Polar ocean 'soaking up less CO2'
By Paul Rincon
Science reporter, BBC New
One of Earth's most important absorbers of carbon dioxide (CO2) is failing to soak up as much of the greenhouse gas as it was expected to, scientists say. The decline of Antarctica's Southern Ocean carbon "sink" - or reservoir - means that atmospheric CO2 levels may be higher in future than predicted.
These carbon sinks are vital as they mop up excess CO2 from the atmosphere, slowing down global warming. The study, by an international team, is published in the journal Science. This effect had been predicted by climate scientists, and is taken into account - to some extent - by climate models. But it appears to be happening 40 years ahead of schedule.
The data will help refine models of the Earth's climate, including those upon which the predictions of the Intergovernmental Panel on Climate Change (IPCC) are based.
Of all the CO2 emitted into the atmosphere, only half of it stays there; the rest goes into carbon sinks. There are two major natural carbon sinks: the oceans and the land "biosphere". They are equivalent in size, each absorbing a quarter of all CO2 emissions. The Southern Ocean is thought to account for about 15% of all carbon sinks.
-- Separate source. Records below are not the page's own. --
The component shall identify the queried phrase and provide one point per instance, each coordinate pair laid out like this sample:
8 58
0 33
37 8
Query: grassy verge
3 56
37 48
It was assumed that, as human activities released more CO2 into the atmosphere, ocean sinks would keep pace, absorbing a comparable percentage of this greenhouse gas.
The breakdown in efficiency of these sinks was an expected outcome, but not until the second half of the 21st Century. Lead researcher Corinne Le Quere and colleagues collected atmospheric CO2 data from 11 stations in the Southern Ocean and 40 stations across the globe.
Measurements of atmospheric CO2 allowed them to infer how much carbon dioxide was taken up by sinks. The team was then able to see how efficient they were in comparison to one another at absorbing CO2."